The Government has still not spelt out how it will fulfil its obligations to Brussels’ satisfaction. More than three years after the Brexit referendum, its position continues to be that it is discussing with the European Commission how the Border on this island can differ from every other EU frontier with a non-member country.
He’s indisputably right there. After any hard Brexit, the EU will have no choice but to insist on full border enforcement along the border with Northern Ireland. And the Irish Government has no plan, whatsoever, for implementing this.
The refusal to even talk to London about contingency arrangements, if it all comes to pass, is therefore even more mind-boggling.
The answer, I suspect, is that in the event of a hard Brexit, and a hit to the Irish economy, Fine Gael will be much more interested in playing the political blame game than it will be in fixing the problem.
“Sure”, they’ll say, “you lost your job, but that’s all Boris Johnson’s fault, him and those hard Brexiteers and Nigel Farage. We did everything we could to prevent it, and we can’t be blamed for it”.
The problem with that, of course, is that it’s only partly true. If the UK does, indeed, decide to pursue a hard Brexit, the first thing to note is that it will have done so because it was the only acceptable Brexit on offer to it. You might well quibble with that, and say “but John, they didn’t have to do this”, and you would be right.

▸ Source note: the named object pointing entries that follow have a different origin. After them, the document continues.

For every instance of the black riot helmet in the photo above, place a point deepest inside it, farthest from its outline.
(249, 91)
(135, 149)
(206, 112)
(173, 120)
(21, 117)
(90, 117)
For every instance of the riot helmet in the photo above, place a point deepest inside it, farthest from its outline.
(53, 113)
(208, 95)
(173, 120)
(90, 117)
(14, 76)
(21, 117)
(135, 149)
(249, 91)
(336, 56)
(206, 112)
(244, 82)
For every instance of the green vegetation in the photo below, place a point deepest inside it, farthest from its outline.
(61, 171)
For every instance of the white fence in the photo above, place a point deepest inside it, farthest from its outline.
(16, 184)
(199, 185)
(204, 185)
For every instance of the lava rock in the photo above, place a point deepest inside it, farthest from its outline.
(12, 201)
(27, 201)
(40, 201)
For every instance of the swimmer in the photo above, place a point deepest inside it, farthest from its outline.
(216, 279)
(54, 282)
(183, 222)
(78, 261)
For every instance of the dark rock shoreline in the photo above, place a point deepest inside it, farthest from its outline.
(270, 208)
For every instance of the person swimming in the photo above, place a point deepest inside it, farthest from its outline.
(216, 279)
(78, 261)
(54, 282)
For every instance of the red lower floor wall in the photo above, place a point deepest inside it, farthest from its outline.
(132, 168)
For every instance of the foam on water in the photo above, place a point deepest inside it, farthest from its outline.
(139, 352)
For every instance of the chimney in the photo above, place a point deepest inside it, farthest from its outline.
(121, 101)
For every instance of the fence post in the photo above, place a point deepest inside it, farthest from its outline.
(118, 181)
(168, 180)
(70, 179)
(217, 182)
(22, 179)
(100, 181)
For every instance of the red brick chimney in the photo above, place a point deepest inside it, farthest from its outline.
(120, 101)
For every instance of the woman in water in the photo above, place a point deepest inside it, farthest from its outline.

But having made very clear that they did want to do it, the Irish Government had a responsibility to ensure the minimal amount of possible damage to Ireland. By pursuing the backstop strategy to the very end, the Irish government has made that classic mistake your parents and teachers warn you to avoid and put all of its eggs in one basket.
Second, there’s today’s news. It is very possible, I suppose, that no discussions with the British about mitigating a no-deal Brexit would make much of a difference to the economic pain it will inflict – but it is equally possible that some of the more serious impacts could be reduced if mechanisms to reduce them were agreed in advance.
Politics, after all, is about making choices. Hard Brexit, if it happens, will be a British choice.
The fact that we haven’t had any discussions at all about how to make it less bad? That’s absolutely, 100%, an Irish choice.
Mr. Varadkar shouldn’t be let away with it, if the worst comes to pass.